I think the paywall kicked in on the previous link so
I've linked the no paywall link instead.Whilst it was a Republican politician doing the grilling, it thankfully didn't get polarising responses from the White House or Democrats who also were highly critical of the answers provided:
“It’s unbelievable that this needs to be said: Calls for genocide are monstrous and antithetical to everything we represent as a country,” said a White House spokesman, Andrew Bates.
Josh Shapiro, the Democratic governor of Pennsylvania, said he found the responses by Elizabeth Magill, Penn’s president, “unacceptable.”
Even the liberal academic Laurence Tribe found himself agreeing with Representative Elise Stefanik, Republican of New York, who sharply questioned Harvard’s president, Claudine Gay:
“I’m no fan of @RepStefanik but I’m with her here,” the Harvard law professor wrote on the social media site X. “Claudine Gay’s hesitant, formulaic, and bizarrely evasive answers were deeply troubling to me and many of my colleagues, students, and friends.”
“It should not be hard to condemn genocide, genocide against Jews, genocide against anyone else,” Governor Shapiro said on Wednesday in a meeting with reporters. “I’ve said many times, leaders have a responsibility to speak and act with moral clarity, and Liz Magill failed to meet that simple test.”
“There should be no nuance to that — she needed to give a one-word answer,” he added.

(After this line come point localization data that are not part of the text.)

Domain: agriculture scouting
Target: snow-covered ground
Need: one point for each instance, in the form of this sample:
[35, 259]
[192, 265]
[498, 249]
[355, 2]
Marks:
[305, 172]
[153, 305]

By Wednesday afternoon, a petition calling for Ms. Magill’s resignation had grown to more than 3,000 signatures. Marc Rowan, the chief of Apollo Global Management and the board chair at the Wharton School of Business at Penn, asked the board of trustees to rescind their support for Ms. Magill.
“How much damage to our reputation are we willing to accept?” he wrote in a letter to the trustees.
Governor Shapiro, who is a nonvoting member of Penn’s board, urged the trustees to meet soon. University sources, speaking on background, said that efforts were underway to hold a board meeting by phone this week. The university did not respond immediately to a request for comment.
Senator Bob Casey, Democrat of Pennsylvania, did not mince words. “President Magill’s comments yesterday were offensive, but equally offensive was what she didn’t say,” he said in a statement. “The right to free speech is fundamental, but calling for the genocide of Jews is antisemitic and harassment, full stop.”
Senator John Fetterman, a Pennsylvania Democrat, described the testimony as “a significant fail.”
“There is no ‘both sides-ism’ and it isn’t ‘free speech,’ it’s simply hate speech,” he said in a statement. “It was embarrassing for a venerable Pennsylvania university, and it should be reflexive for leaders to condemn antisemitism and stand up for the Jewish community or any community facing this kind of invective.”